Per incrementare la produzione di cacao, Felix Houphouët-Boigny, presidente dal 1960 al 1993, emanò nel 1967 un decreto secondo cui la terra apparteneva a chi la coltivava. Questo determinò un vasto movimento di immigrazione dal Burkina-Faso, che si trova a nord della Costa d’Avorio, ma anche da altre parti della stessa Costa d’Avorio abitate dal gruppo etnico a cui apparteneva lo stesso presidente; gli immigrati bruciarono vasti tratti di foresta vergine per ottenere terra da coltivare a piante di cacao e questo fece esplodere conflitti fra le etnie locali, che sostenevano che la terra era “loro”, per antiche tradizioni tribali, e gli immigrati.

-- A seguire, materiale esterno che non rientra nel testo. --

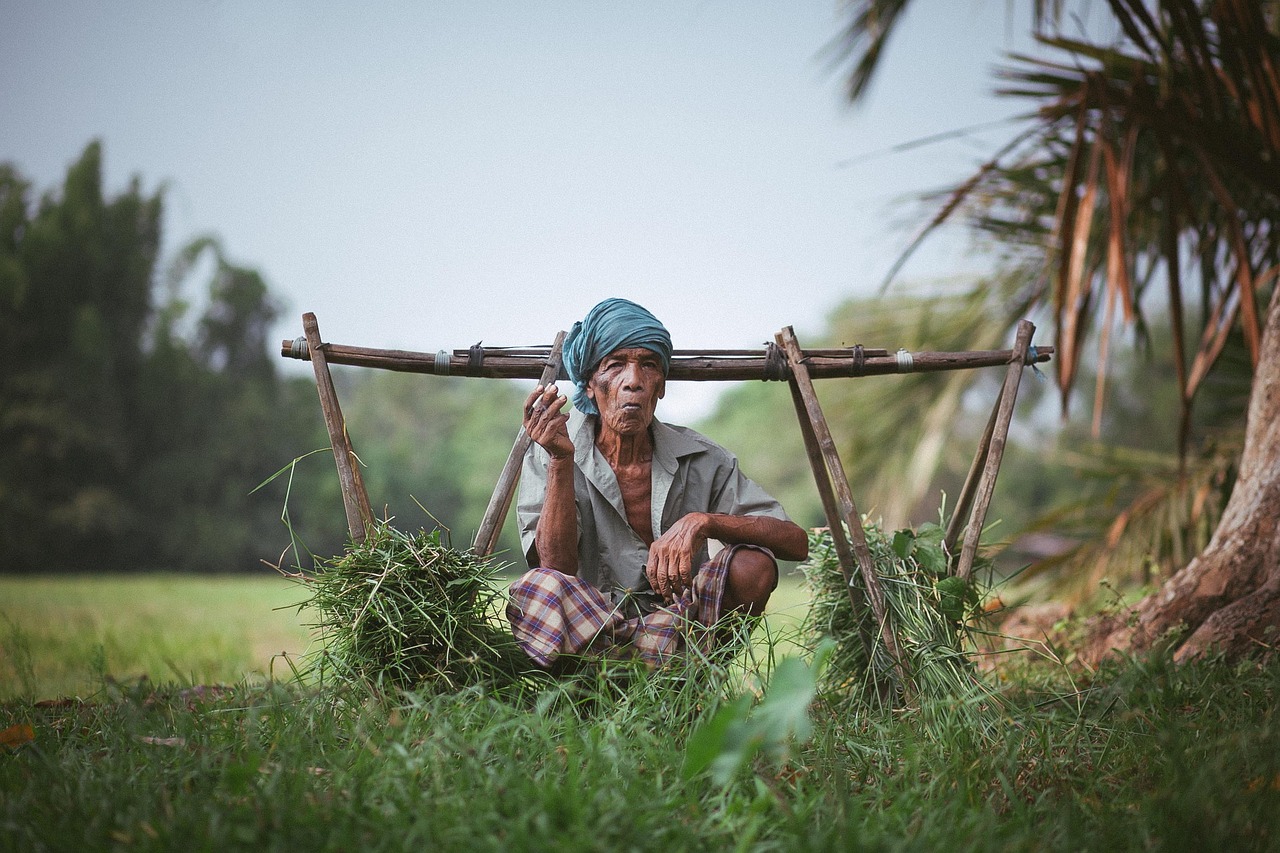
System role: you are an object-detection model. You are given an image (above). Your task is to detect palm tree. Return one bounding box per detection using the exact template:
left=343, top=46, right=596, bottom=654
left=844, top=0, right=1280, bottom=658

La rapida espansione della produzione del cacao, determinò nella Costa d’Avorio una rapida crescita economica da cui trassero benefici principalmente le classi privilegiate, mentre la miseria continuava nella maggior parte del paese. Nel 2000 divenne presidente Laurent Gbagbo, della etnia dei popoli espropriati della loro terra che cercarono di mandare via gli immigrati. Sono seguiti anni di guerriglia, incoraggiata dai paesi europei interessati al commercio internazionale del cacao, con riflessi sui prezzi internazionali, per cui se pagate di più il cioccolato chiedetevi da dove viene e troverete guerriglie e ingiustizie, arricchimenti di pochi e miseria di tanti; è la globalizzazione.